Podczas listopadowego Kongresu American Heart Association (to część kardiologicznego odpowiednika “wielkiego szlema” w tenisie) grupa badaczy z Kuby zaprezentowała niezwykle proste badanie: grupie pacjentów z nadciśnieniem tętniczym podawano przez rok, jako dodatek do terapii, 30 gramów siemienia lnianego dziennie. Było ono zawarte w drobnym pieczywie: mufinkach, rogalach i bułeczkach. Grupa kontrolna otrzymywała takie samo pieczywo, lecz bez dodatku siemienia lnianego. Po pół roku okazało się, że w grupie, w której do codziennej diety dołączono siemię lniane, odnotowano średni spadek skurczowego ciśnienia tętniczego o 10 mm Hg, a rozkurczowego o 7 mm Hg (wyniki podaję za portalem theheart.org). Są to efekty porównywalne z tymi, które osiągane są przy pomocy farmakoterapii. Tak znaczne obniżenie ciśnienia tętniczego przekłada się na obniżenie kalkulowanego ryzyka zawału serca o 30%, a udaru mózgu – aż o 50%.

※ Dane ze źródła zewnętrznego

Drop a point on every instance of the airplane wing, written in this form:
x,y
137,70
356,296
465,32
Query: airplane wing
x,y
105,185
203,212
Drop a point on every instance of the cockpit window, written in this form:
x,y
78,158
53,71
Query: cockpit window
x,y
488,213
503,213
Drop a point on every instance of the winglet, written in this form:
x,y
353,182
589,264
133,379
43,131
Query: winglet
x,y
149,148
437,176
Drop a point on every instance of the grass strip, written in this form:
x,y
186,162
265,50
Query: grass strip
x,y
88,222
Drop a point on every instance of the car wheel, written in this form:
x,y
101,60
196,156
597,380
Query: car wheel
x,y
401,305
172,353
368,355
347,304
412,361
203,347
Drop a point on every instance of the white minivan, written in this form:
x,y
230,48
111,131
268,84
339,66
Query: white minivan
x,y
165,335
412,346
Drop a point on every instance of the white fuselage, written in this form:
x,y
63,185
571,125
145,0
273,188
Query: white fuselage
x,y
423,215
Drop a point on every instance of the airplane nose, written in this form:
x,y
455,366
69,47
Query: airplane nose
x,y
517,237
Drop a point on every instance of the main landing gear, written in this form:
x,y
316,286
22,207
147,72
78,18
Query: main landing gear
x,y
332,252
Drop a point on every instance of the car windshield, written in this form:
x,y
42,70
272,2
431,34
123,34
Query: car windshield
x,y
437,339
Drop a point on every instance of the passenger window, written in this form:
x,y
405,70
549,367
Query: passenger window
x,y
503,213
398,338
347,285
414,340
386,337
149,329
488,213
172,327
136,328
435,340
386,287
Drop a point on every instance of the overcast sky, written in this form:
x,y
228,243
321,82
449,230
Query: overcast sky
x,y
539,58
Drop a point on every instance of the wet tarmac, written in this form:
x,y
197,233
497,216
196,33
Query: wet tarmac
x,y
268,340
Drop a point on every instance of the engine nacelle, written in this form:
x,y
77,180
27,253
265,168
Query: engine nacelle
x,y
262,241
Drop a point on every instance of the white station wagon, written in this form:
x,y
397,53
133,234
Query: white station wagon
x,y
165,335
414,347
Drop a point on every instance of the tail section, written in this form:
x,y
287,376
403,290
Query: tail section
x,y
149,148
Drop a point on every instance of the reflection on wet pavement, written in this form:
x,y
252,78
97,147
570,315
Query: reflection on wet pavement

Badanie objęło relatywnie niewielką grupę 110 pacjentów, ale wyniki stanowią poważną przesłankę, że wzbogacenie diety o siemię lniane ma istotny sens, z punktu widzenia skuteczności leczenia, mającego zapobiec inwalidztwu, lub przedwczesnej śmierci, jako powikłaniom nadciśnienia tętniczego.
Trudno nie zgodzić się ze zdaniem głównego badacza, doktora Delfina Rodrigueza, który w rozmowie z przedstawicielami theheart.org podkreślił, że tego typu tanie, ale niewątpliwie skuteczne, metody leczenia, jak odpowiednie składniki diety, aktywność fizyczna i normalizacja masy ciała, są szczególnie ważne dla mniej zamożnych społeczności, których członkowie nie zawsze mogą sobie pozwolić na ponoszenie kosztów wyrafinowanej technologicznie terapii.
Co z tego wynika dla nas? Pozwolę sobie zachęcić Państwa, by do swoich płatków śniadaniowych zaczęli Państwo dodawać trzy płaskie łyżki siemienia lnianego. Czyli około 30 gramów. Nie pogarsza smaku, zwiększa koszt śniadania o nieco ponad złotówkę, z pewnością nie ma efektów niepożądanych. Kto powinien je stosować? Ci z nas, którzy żyją niezdrowo, albo cierpią na choroby układu krążenia. Czyli w sumie – zapewne większość z nas.